I've been scanning the forums and haven't found an answer yet that I can apply to my situation. I need to be able to take an n by n array and transpose it in Python-3. The example given is that I have this list input into the function:
[[4, 2, 1], ["a", "a", "a"], [-1, -2, -3]] and it needs to be transposed to read:
[[4, 'a', -1], [2, 'a', -2], [1, 'a', -3]] So basically reading vertically instead of horizontally.
I CANNOT use things like zip or numpy, I have to make my own function.
Been rattling my brain at this for two nights and it's a huge headache.

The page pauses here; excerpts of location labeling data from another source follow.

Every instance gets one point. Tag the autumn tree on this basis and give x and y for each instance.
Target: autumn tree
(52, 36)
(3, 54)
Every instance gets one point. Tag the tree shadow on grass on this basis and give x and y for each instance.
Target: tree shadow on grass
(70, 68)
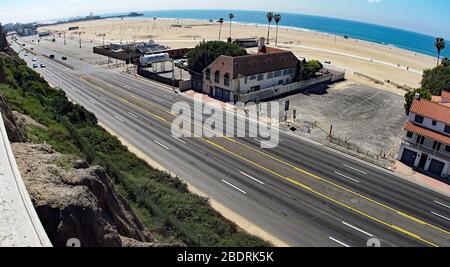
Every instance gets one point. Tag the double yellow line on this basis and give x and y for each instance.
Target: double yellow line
(305, 187)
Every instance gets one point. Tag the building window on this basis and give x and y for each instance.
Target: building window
(208, 74)
(217, 76)
(418, 119)
(226, 79)
(436, 145)
(447, 129)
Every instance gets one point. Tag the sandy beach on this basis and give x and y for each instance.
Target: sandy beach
(381, 62)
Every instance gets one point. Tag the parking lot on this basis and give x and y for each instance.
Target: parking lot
(364, 120)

If anyone could help and then provide an explanation so I can learn it, I'd be grateful.
Edit:
I should add for reference sake that the argument variable is M. The function we're supposed to write is trans(M):
A one-liner:
def trans(M):
return [[M[j][i] for j in range(len(M))] for i in range(len(M[0]))]
result:
>>> M = [[1, 2, 3], [4, 5, 6], [7, 8, 9]]
>>> trans(M)
[[1, 4, 7], [2, 5, 8], [3, 6, 9]
# or for a non-square matrix:
>>> N = [[1, 2, 3], [4, 5, 6], [7, 8, 9], [10, 11, 12]]
>>> trans(N)
[[1, 4, 7, 10], [2, 5, 8, 11], [3, 6, 9, 12]]
Additional Note: If you look up the tutorial on list comprehension, one of the examples is in fact transposition of a matrix array.

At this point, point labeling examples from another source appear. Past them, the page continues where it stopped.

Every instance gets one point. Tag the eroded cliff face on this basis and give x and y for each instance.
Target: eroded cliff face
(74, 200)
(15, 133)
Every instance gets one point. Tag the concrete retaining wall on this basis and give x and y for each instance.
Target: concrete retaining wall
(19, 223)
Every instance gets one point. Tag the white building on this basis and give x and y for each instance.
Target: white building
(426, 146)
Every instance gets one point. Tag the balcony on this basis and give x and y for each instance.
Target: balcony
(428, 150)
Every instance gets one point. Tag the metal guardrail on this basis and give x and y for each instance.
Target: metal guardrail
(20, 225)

A variant that should work for matrices with irregular row lengths:
m=[[3, 2, 1],
[0, 1],
[2, 1, 0]]
m_T = [ [row[c] for row in m if c < len(row)] for c in range(0, max([len(row) for row in m])) ]

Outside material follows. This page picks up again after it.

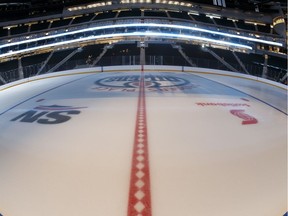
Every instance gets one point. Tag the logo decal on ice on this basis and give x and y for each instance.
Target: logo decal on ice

Here is an in place solution that works for square matrices:
def trans(M):
n = len(M)
for i in range(n - 1):
for j in range(i + 1, n):
M[i][j], M[j][i] = M[j][i], M[i][j]
Example Usage:
def print_matrix(M):
for row in M:
for ele in row:
print(ele, end='\t')
print()
M = [[4, 2, 1], ["a", "a", "a"], [-1, -2, -3]]
print('Original Matrix:')
print_matrix(M)
trans(M)
print('Transposed Matrix:')
print_matrix(M)
Output:
Original Matrix:
4 2 1
a a a
-1 -2 -3
Transposed Matrix:
4 a -1
2 a -2
1 a -3
y=([1,2], [3,4], [5,6])
transpose=[[row[i] for row in y] for i in range(len(y[0]))]
the output is
[[1, 3, 5], [2, 4, 6]]
You can also use the function in numpy to transpose - if you need the answer as a list it is straightforward to convert back using tolist:
from numpy import transpose
M = [[1, 2, 3], [4, 5, 6], [7, 8, 9]]
transpose(M).tolist()
the output is
[[1, 4, 7], [2, 5, 8], [3, 6, 9]]
Haven't timed it (no time!) but I strongly suspect this will be a lot faster than iterators for large arrays, especially if you don't need to convert back to a list.